In seven days, I’m going to have to face him in court. With lawyers and all the dark, ugly stuff I’ve worked so hard to bury. Everyone is going to hear about our impulsive decision to get married in Vegas without anyone knowing. And suddenly the air feels too thick to breathe.
I set the phone down and stare at my half-eaten sandwich. I can’t think. Can’t move. My brain is doing that thing where it loops all the worst-case scenarios into one giant ball of horror. What if the judge doesn’t believe me? What if Sam spins it all into some twisted version of the truth? What if I break down and cry out of sheer frustration?
What if Jack is starting to realize I’m not worth the chaos?
That I’m too messy.

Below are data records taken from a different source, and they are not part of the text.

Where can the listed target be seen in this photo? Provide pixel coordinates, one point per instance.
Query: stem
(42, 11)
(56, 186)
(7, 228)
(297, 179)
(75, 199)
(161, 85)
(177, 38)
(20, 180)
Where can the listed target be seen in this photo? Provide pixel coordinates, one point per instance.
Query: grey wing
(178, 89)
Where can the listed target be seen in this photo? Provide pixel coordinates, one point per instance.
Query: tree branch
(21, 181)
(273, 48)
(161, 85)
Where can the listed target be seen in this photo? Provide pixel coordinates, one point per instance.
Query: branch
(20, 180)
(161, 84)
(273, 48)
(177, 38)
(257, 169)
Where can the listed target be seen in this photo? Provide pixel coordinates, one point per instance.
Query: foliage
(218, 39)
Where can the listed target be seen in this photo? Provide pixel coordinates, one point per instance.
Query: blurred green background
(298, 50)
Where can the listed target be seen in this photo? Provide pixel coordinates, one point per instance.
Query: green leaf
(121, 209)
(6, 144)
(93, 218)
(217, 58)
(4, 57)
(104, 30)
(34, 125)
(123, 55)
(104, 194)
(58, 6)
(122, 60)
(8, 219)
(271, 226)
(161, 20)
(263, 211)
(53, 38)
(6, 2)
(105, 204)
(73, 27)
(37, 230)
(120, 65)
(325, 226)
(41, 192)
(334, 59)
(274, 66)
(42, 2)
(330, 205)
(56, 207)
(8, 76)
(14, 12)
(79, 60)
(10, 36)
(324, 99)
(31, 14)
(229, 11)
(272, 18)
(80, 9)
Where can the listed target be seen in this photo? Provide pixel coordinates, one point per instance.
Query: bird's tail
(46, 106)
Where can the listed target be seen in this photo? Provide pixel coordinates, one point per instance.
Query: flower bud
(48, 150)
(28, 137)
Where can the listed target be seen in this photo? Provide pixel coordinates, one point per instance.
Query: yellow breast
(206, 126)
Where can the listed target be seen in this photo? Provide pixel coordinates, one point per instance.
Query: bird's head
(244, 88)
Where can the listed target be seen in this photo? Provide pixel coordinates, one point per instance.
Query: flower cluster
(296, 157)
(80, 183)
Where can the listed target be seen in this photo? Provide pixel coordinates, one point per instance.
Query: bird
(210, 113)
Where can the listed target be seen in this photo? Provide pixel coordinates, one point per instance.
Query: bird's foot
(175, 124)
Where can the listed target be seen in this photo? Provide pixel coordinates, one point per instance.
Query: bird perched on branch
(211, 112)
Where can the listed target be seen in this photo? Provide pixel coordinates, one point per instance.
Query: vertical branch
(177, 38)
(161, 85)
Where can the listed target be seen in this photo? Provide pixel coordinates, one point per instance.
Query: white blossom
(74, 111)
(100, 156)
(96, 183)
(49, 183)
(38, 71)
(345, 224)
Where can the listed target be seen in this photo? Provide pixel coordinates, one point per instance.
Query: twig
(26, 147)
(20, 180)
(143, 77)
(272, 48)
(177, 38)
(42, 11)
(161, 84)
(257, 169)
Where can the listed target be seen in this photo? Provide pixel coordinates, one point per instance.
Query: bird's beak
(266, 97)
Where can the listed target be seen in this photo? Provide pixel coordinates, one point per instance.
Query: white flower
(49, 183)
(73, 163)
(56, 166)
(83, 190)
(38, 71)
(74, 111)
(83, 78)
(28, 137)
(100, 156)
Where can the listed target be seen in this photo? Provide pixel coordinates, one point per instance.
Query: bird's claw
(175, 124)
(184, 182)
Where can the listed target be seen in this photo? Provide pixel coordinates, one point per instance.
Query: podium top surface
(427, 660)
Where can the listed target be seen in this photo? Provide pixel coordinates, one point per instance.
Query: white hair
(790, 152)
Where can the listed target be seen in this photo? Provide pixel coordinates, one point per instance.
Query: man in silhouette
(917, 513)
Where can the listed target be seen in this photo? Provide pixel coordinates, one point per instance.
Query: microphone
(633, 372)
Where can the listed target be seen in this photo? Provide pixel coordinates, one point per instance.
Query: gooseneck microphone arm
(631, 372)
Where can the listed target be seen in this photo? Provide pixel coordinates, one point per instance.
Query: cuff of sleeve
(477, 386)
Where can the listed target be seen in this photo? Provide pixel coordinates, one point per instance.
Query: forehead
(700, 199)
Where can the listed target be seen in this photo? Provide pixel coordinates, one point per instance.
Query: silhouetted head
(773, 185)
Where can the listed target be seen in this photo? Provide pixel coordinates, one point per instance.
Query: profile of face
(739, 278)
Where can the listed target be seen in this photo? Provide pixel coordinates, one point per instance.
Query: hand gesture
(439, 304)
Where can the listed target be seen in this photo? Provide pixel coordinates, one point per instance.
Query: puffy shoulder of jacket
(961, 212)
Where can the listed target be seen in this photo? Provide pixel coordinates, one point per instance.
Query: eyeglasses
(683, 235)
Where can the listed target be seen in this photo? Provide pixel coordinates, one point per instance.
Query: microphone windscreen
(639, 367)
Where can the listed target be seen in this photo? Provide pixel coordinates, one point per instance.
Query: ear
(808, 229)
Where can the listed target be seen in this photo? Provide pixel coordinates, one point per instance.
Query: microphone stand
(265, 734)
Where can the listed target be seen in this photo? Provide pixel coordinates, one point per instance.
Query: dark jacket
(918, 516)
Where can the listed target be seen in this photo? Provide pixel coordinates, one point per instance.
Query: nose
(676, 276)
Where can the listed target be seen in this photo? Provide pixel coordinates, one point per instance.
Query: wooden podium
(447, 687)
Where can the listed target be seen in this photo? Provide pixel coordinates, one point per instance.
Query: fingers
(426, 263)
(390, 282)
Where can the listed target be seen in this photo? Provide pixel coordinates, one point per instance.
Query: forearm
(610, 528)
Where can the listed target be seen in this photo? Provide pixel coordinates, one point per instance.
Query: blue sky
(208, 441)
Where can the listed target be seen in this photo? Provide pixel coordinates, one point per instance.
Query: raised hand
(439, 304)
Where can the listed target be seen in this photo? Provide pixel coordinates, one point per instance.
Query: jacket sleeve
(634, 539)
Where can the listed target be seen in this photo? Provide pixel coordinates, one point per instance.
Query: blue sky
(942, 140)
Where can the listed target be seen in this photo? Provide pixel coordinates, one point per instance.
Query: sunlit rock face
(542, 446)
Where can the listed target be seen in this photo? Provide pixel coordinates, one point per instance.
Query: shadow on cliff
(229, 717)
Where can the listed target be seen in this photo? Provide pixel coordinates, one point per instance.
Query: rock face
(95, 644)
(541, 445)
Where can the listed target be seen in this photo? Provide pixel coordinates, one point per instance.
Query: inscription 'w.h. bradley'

Too complicated. Too much.
I pick up my sandwich again and take a bite. I have to eat. I have to keep up my strength. I know I have a long, horrible week in front of me and I don’t want to deal with it.
I rub my forehead and wish I could fast-forward through next week. Skip the whole mess entirely. But life doesn’t work that way. I know that now. You have to sit in it. In the waiting. In the wondering. In the not knowing whether the people in your life will still be there when the smoke clears.
I unlock my phone and pull up my text thread with Jack. There aren’t many lately. A few sweet ones, a couple of “how’s your day” texts. But it’s not like before. Not like when we couldn’t go an hour without finding a reason to connect.
Now he’s drifting away from me.
I don’t know how to ask him if I’m imagining it. I don’t want him to think he needs to reassure me a bunch. He’s got his own stuff to deal with. He doesn’t need me falling apart and being insecure.
I sit there for a long time before I finally get up and go back to the front. Customers are still coming in, and there are pastries to restock. Life doesn’t pause just because your heart’s on shaky ground.
So I smile.
I hand out croissants.
I refill coffee.
And I keep moving, like everything’s fine.